If you want to make the case that Python is too flexible and it does not have guardrails for less experienced developers and undisciplined teams, I'd agree 10000%. I'm still traumatized by my time working in an academic setting and having to make sense of some bioinformatics packages.

If you want to make the case that some other language makes a better fit for a world where LLMs and people can work at the same time and need to deal with complex codebases, fine.

You can even make the case where language expressiveness is less desirable now that LLMs can deal with implementation details and "engineers" can go by simply with English and UML.

These would all be interesting arvuments and worthy of a conversation. But again, this has nothing to do with the original point of the discussion.

I am not going to sit back and let you fool users into an incorrect conclusion falsely insinuating the safety of a Python project when I know that it isn't safe due to the pervasive poor team discipline that hounds most teams. You're just complaining that your scam got busted.

I think Python could be okay as long as appropriate tooling is aggressively added to the project right at its start, with strict CI enforcement. At that point it residually becomes a culture issue which remains poor.

> let you fool users into an incorrect conclusion

You continue to argue over something that was not on the table. That tells me that you just have an axe to grind.

> At that point it residually becomes a culture issue which remains poor.

Ok, so we are clear that the language itself is not missing the abstractions. I guess that's all I wanted to hear. Thank you, we are done.

The culture issue is unfixable. Python attracts good engineers but it overwhelmingly also attracts bad engineers who don't give a rat's azz about code comprehension and maintainability. These engineers last long enough to get a new job elsewhere, and the ones left are holding the bag. Type-enforced languages seem to avoid this problem. I am willing to bet that type-enforced languages have a lower rate of failed projects that last less than four years.
Holy crap, you really can not take the hint!

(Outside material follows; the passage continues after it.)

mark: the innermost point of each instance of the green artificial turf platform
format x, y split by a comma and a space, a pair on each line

> Type-enforced languages seem to avoid this problem.

Right, we all know how typescript projects are known for their longevity and we all know that people working in typescript are doing it because of their exceptional care about the craft and concern about maintainability. It has nothing to do with employability or the fact that startups:

- favor agility and time-to-market over long-term maintainability (i.e, they accrue a lot of technical debt)

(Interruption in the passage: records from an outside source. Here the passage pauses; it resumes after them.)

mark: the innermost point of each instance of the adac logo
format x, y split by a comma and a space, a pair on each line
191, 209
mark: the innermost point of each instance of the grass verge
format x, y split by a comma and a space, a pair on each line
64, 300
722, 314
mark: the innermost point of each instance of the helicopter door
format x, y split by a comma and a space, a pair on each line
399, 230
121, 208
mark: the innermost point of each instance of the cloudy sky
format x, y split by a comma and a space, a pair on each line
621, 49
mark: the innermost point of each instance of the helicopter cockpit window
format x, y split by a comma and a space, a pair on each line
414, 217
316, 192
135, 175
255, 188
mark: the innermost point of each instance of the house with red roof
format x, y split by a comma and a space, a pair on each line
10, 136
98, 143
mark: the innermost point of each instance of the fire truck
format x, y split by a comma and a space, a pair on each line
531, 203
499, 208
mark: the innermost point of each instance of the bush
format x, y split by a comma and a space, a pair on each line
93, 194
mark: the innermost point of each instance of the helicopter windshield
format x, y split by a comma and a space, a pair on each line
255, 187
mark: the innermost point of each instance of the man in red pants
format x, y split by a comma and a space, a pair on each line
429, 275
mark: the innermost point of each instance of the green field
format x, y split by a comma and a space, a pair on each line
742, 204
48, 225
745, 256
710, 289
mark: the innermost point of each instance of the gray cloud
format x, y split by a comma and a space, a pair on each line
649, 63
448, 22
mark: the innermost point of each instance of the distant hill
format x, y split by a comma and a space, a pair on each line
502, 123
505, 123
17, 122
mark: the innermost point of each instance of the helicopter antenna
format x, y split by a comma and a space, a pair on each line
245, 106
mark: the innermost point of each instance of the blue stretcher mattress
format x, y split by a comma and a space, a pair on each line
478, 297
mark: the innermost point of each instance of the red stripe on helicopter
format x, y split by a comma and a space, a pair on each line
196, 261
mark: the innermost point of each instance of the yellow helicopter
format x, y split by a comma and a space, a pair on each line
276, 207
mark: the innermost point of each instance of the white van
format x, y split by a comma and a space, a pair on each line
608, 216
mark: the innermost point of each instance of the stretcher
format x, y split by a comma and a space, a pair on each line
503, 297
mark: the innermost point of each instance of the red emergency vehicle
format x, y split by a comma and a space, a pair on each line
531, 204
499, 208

- are more budget constrained and less likely to have enough resources to focus on cultivating good engineering discipline.

- have to compete with everyone else to attact talent in the labor pool and can not all afford to choose a tech stack that is less popular.

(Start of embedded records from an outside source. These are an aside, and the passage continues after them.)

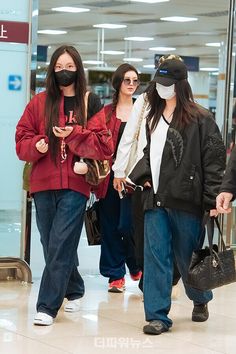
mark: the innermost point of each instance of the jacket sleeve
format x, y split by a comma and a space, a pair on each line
94, 141
124, 147
229, 179
213, 161
27, 133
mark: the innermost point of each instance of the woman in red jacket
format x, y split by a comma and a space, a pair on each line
50, 133
117, 247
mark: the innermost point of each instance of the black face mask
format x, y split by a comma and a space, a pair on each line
65, 77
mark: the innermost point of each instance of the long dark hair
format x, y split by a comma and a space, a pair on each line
54, 96
117, 79
186, 109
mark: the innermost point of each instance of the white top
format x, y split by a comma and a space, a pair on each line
124, 147
158, 139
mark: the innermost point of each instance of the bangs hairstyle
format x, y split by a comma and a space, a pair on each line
54, 96
117, 79
185, 111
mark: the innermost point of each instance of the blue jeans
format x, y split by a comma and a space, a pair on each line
168, 233
117, 246
59, 217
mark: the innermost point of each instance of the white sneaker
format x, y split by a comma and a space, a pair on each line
43, 319
72, 306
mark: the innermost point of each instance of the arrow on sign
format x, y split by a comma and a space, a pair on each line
14, 82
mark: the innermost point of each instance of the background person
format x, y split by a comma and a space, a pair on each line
181, 171
49, 134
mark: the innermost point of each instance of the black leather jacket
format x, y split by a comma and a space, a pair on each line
229, 180
192, 167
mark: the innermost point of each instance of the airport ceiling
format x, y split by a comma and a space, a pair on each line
141, 19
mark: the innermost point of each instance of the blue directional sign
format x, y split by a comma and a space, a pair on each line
14, 82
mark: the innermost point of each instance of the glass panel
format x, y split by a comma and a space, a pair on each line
13, 97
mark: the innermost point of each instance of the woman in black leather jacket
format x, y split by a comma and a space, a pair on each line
181, 171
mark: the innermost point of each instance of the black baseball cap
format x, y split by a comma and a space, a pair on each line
171, 71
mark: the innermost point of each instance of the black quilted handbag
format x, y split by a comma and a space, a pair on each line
211, 268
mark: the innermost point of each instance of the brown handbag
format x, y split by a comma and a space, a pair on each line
98, 170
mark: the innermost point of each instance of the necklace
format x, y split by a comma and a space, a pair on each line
169, 117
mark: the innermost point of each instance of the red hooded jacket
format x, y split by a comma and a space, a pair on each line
114, 126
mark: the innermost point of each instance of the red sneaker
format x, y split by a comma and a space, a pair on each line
117, 286
136, 276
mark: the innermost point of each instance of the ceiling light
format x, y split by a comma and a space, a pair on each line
209, 69
93, 62
149, 66
133, 59
51, 32
70, 9
179, 19
216, 44
112, 52
150, 1
162, 49
109, 25
139, 39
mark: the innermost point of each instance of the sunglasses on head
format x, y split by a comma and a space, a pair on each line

- will have a wild variance in the quality of the average developer.

No, sir. None of this really is really important to understand why startup teams have crappy code. It's all about the choice of statically- vs dynamically-typed languages.

I am afraid the issue isn't limited to startups at all. I have worked at bigger firms too, those managing trillions, and they have the same issue for some of same reasons, e.g. agility, low wages, etc. The poorly-typed Python project goes to shyt in the same ways at them too.

I won't speak for TypeScript since I don't have comparable experience.